1/25 I have attended panel presentations and debates on building the movement of movements or a movement to unite social issues to push ultimately to crush capitalism, imperialism, and war.
First, On the Casa de Indymedia. Everything is working, the landlord issue is dealt with, and I bought a blanket and consequently am getting some sleep. The atmosphere here is lively with some 50 indymedia activists (mostly from Brazil but also Thunder Bay, Maine, Tallahassee, Argentina, Colombia, Uruguay, etc) working, partying, and fostering solidarity via cooking and sleeping communaly on mats on concrete floors.

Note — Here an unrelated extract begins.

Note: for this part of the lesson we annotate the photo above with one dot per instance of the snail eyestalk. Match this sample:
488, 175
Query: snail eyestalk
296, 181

It is really fun!

So I think that the movement of movements have two models here:
1. The familiar model of a centralized organization with membership, bureacracy, and most importantly a centralized body of organization and authority.
2. The model most popular here of a decentralized network of groups struggling without institutionalizing or forming a distinct central organization.

The network model appeals to cooperation between groups interested in pursuing common projects. These groups could work together or autonomously to achieve some end. They do so with submitting to any higher authority and operate within whatever framework fits their desires. The example given of this is the action against the stockmarket and central bank in Argentina last december. Over 40 social organizations, the neighborhood assemblies, and the piqueteros all participated and shut down the economy of the country for a short period. They first discussed amongst themselves the proposals, and when the time came worked together to cripple the institutions of Argentina. The mission was successful and the trust built between the various other groups which were hitherto unrelated. The power of this model I think is derivative of the fact that at its core lies a desire and active pursuit of the autonomy of its groups and individuals. Rather than levelin, controlling, or subsuming groups into a highly hierarchical and centralized authority, the network approach attempts to keep the decision making and power at the bottom. By giving people the ability to decide for themselves how they wish to realize their work, it fosters an atmosphere of self-management, autonomy, and personal growth. The members of the Asembleas movement in Argentina repeat daily that their lives have been transformed from passivity and consumption into active engagement of everyday life by the directly democratic and anti-hierarchical asembleas. This model is at work in Indymedia, the I.W.W., and is spreading to activists, communities, and revolutionaries across the globe. The message of the World Social Forum as I have seen it is one of hope. There is hope that through our social (and anti-political) connections and actions we can facilitate a way of living in which people are able to develop themselves and are able to take control of their lives so as to make their lives and those around them better, more worthy, and beautifal. It is already happening in Chiapas, Argentina, Bolivia, Uruguay, etc. In North America I believe the birth of Indymedia and autonomous direct action peace radicals as well as the rebirth of the I.W.W. signal the potential for a mass movement in the future. There is much internal and external work to be done, but the models are taking hold and making gains all over daily.